ROANOKE TIMES

                         Roanoke Times
                 Copyright (c) 1995, Landmark Communications, Inc.

DATE: FRIDAY, June 22, 1990                   TAG: 9006220600
SECTION: VIRGINIA                    PAGE: A-3   EDITION: METRO 
SOURCE: MADELYN ROSENBERG NEW RIVER VALLEY BUREAU
DATELINE:                                 LENGTH: Medium


PEAK CREEK POLLUTION HEARING IS CANCELED

The state Water Control Board canceled a special order hearing with Downtown East Inc. this week after inspectors determined that the limited partnership had done all it could in the short term to stop heavy metals from polluting Peak Creek.

"We're still watching it," Charles Stitzer, an enforcement specialist with the board, said Thursday. "As long as water quality is impacted, we'll stay involved."

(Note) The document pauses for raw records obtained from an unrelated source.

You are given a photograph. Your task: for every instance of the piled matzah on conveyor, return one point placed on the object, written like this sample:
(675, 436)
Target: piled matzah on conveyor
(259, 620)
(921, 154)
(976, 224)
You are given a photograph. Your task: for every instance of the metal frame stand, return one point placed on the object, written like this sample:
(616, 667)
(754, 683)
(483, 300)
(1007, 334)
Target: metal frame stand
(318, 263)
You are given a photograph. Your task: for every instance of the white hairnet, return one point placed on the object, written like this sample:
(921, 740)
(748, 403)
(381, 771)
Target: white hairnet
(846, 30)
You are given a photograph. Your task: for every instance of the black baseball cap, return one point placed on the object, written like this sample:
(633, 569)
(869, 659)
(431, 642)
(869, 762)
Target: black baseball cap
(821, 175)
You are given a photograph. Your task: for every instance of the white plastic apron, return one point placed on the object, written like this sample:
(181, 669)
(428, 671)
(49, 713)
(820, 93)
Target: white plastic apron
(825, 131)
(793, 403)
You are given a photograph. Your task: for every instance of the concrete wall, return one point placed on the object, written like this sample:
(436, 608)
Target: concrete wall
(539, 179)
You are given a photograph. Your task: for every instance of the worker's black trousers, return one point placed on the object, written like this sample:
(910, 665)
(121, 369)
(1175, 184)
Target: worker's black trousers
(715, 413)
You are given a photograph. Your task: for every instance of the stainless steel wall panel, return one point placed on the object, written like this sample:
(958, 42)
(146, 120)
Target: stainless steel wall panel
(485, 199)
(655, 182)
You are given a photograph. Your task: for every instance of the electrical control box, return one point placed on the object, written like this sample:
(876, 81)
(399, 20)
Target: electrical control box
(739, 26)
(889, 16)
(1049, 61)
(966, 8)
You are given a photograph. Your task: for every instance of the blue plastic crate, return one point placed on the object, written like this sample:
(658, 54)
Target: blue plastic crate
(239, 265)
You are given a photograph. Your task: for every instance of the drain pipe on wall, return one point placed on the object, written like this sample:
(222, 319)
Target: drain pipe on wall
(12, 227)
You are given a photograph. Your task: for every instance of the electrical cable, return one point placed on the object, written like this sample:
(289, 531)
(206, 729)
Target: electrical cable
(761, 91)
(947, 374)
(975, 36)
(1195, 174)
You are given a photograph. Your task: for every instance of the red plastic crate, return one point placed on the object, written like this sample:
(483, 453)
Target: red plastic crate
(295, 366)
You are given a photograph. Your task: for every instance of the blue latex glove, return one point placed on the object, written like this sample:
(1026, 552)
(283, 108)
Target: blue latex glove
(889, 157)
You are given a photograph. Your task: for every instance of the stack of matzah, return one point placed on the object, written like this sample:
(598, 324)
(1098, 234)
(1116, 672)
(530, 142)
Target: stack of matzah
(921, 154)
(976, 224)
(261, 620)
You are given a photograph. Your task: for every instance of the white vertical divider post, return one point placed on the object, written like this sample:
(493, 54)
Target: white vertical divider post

Metals from the old Allied Chemical site in Pulaski have been leaching into the creek for the past few months and settling in the sediment.

Storms churn up the metals - which include iron, lead, zinc and selenium - and carry more of them into the creek. The water sometimes turns a rusty red that follows the flow of the creek into Claytor Lake.

"You can't see anything out there right now," Robert Terrell, who lives at the creek, said Thursday evening. "That's a danger - out of sight out of mind."

The creek looks different when its raining.

"You see streaks of red," Terrell said. "They're not as obvious as they were when the rains were heavier. Earlier this year, it was an ox-blood red.

"It was a nightmare."

Health officials have said water in the creek and lake is safe for swimming and the fish are safe to eat. But biologists with the control board say they can find little or no aquatic life in Peak Creek just below the plant site.

Much of the runoff that has been polluting the creek sweeps across a parking area at Pulaski Mall and onto the chemical piles. That runoff could be stopped by this afternoon if Downtown East finishes construction of a diversion pipeline on schedule. The pipeline is designed to catch runoff from the mall and snake around the Allied property, carrying clean water to the creek.

"On paper, it looks like the pipeline should do a good job," Stitzer said. "We'll have to wait and see what the effect is."

But the pipeline will not stop runoff from rain that falls directly onto a series of wine-colored crevices, known to state officials as "the little Grand Canyon."

The Department of Waste Management and Environmental Protection Agency took samples from the site recently that should help determine the next step in stopping the pollution. The samples should be back and analyzed by the beginning of July.

"I wish we could be environmental czars and come in with a white wand and wave it and fix everything immediately," Stitzer said. "But you have to go through the process."

The process has been a long one to some citizens who live along the creek and lake, though Stitzer said that as bureaucratic action goes, progress has been quick.

"It's a start," said Clarke Cunningham III, leader of the newly formed Coalition for a Clean Claytor Lake. "I wish it had been done back in April when it was ordered. Better late then never, I guess."

The Control Board sent Downtown East a letter in March asking that the runoff be stopped by April 30. When the runoff had not been stopped by that date, board officials set a hearing for June 25.

"If we'd had the hearing, we would have only asked them [Downtown East] to do what they've already done, anyway," Stitzer said. "We're not washing our hands of this and we're not walking away, either. We will continue to monitor the situation."

H.W. Huff, general partner for Downtown East, said so far he has spent about $50,000 on lawyers, consultants, contractors and supplies.

"We've done everything that the Water Control Board has approved so far," he said. "We're expecting more. This is just temporary - a pipe on top of the land."

Officials with the Department of Waste Management have said future actions may include covering the site with a clay cap. An analysis of the samples will determine that, they said.